Этот парень, Шолохов, был в чем-то сродни ему — с печатью одиночества на совсем еще юном лице, с какой-то тайной мыслью в улыбчивых глазах, с твердой волей, угадывающейся в выражении бровей. Было у него и то, чего ему, Харлампию, никогда в жизни не хватало — осторожность, неторопливость, терпение.

И вот ему, в сущности, теперь он доверил свою жизнь — точнее, все, что от нее осталось. Харлампий не мог знать, что Михаил сделает со всем этим, но почему-то верил, что судьба свела их не случайно. Приемный отец рассказывал ему, что ни одно дерево в лесу не умирает зря, само по себе, как одинокий человек, а отдает всю свою силу лесу. Вчера оно еще гудело от бегущих по нему от корней к ветвям соков, а нынче уже стоит сухое, звонкое, мертвое. Но соки его не пропадают, не свертываются, как кровь в жилах мертвеца, а передаются через подземные воды и корни соседним деревьям. Архип Солдатов говорил, что потому и усыновил его, Харлашу, чтобы был он рядом с ним наподобие такого дерева. А для него, быть может, такое дерево — Мишка Шолохов?

Он не додумал эту мысль до конца и задремал.

Снился ему раскинувшийся за излучиной Дона лес, могучий, таинственный, синий. Прилетел из степи ветер, пробежал быстрой волной по зеленым вершинам, шумнул в листве — и снова тишина, птичьи голоса, плеск донской волны, высокое небо, медленно плывущие по нему облака.

* * *

Несмотря на все старания «пухлявого» следователя, дело Ермакова на публичный судебный процесс, по мнению Резника, «нетянуло». «Контрреволюционной организации» в Базках не складывалось: Ермаков не дал показаний на предполагаемых участников, а они, в свою очередь, не дали показаний на него как на руководителя. Шолохова «пристегнуть» к организации тоже не удалось.

Резник знал, что готовится постановление Президиума ВЦИК о возвращении чекистам права вынесения смертных приговоров, поэтому испросил санкции у начальства в Ростове направить дело Ермакова на рассмотрение Коллегии ОГПУ в Москву и получил ее.
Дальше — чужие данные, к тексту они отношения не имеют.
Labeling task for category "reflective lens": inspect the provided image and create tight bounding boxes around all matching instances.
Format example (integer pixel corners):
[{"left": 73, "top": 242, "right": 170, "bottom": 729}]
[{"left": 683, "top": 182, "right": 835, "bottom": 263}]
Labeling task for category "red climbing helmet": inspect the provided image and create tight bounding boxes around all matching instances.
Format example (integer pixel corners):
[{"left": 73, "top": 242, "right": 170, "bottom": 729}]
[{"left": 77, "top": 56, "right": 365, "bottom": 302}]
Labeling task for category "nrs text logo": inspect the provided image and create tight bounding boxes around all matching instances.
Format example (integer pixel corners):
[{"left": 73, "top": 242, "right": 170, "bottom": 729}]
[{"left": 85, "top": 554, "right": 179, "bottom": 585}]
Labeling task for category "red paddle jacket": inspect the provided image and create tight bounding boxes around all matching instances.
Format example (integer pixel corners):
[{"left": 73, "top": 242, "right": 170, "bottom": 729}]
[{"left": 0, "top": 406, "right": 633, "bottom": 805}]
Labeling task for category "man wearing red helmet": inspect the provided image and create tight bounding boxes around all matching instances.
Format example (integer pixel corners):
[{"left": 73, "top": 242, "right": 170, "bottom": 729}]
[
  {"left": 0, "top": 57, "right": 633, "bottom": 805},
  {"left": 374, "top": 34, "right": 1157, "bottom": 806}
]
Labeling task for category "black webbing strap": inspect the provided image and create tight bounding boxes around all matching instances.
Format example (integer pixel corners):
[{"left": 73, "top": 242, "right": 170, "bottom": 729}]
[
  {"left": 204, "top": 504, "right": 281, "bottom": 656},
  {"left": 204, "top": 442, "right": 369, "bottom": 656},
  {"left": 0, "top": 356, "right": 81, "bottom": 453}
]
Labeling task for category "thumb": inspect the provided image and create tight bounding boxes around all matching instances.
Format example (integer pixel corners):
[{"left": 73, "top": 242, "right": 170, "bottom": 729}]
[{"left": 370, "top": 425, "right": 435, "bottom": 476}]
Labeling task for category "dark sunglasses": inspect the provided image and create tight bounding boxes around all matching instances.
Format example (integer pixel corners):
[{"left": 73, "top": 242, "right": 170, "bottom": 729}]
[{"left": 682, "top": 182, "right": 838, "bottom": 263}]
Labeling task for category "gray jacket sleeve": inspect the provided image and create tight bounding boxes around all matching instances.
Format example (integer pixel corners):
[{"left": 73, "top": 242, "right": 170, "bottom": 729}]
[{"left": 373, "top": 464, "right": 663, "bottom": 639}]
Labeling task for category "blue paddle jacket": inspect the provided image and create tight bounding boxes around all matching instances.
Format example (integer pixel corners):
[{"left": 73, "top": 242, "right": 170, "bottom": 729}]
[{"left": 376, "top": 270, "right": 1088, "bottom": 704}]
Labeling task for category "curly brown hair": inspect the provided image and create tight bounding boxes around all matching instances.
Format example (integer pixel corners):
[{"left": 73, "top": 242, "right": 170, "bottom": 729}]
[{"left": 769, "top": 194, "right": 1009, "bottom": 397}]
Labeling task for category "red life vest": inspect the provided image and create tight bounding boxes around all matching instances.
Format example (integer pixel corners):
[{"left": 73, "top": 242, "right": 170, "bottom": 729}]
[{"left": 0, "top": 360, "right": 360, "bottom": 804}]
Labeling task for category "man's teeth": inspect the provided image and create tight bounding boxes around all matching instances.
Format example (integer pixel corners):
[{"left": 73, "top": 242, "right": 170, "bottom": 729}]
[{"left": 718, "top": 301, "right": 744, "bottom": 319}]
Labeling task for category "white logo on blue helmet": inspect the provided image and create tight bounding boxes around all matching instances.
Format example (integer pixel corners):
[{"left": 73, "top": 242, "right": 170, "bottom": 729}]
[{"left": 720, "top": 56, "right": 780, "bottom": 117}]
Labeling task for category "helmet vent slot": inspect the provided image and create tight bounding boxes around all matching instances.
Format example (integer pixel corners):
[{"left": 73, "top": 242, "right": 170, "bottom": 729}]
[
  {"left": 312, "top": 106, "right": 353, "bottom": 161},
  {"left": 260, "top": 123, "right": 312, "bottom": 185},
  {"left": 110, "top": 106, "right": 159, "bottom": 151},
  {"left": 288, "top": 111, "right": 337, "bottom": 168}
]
К составленному следователем «Конспекту по следственному делу № 7325 на гр. Ермакова Харлампия Васильевича по ст. 58 п. 11 и 18 УК» Резник приложил пакет с тремя документами: «Послужным списком» Ермакова, оправдательным приговором ему Доноблсуда от 29 мая 1925 года и письмом Шолохова Ермакову от 6 апреля 1926 года.

В Москве этот пакет лег на стол заместителя председателя ОГПУ Генриха Григорьевича Ягоды.

Ягода, как и Авербах, принадлежал к клану Свердловых: Яков Свердлов был ему троюродным братом. В Нижнем Новгороде молодой Ягода познакомился и подружился с Максимом Горьким, и, может быть, нижегородский псевдоним Алексея Пешкова — Иегудиил Хламида — был плодом этой дружбы. Там же, в Нижнем, Ягода вступил в 1907 году в партию. В ноябре 1917-го он редактировал газету «Крестьянская беднота». В апреле 1918-го Ягода из редактора стал вдруг, по протекции Свердлова, высоким армейским начальником — управляющим делами Высшей военной инспекции РККА. В 1918–1919 годах он часто бывал на Южном фронте, активно проводил в жизнь директиву Свердлова о расказачивании на Дону. Тогда-то с ним и познакомился Илья Резник. В ВЧК Ягода пришел в 1919 году, будучи одновременно членом коллегии наркомата внешней торговли.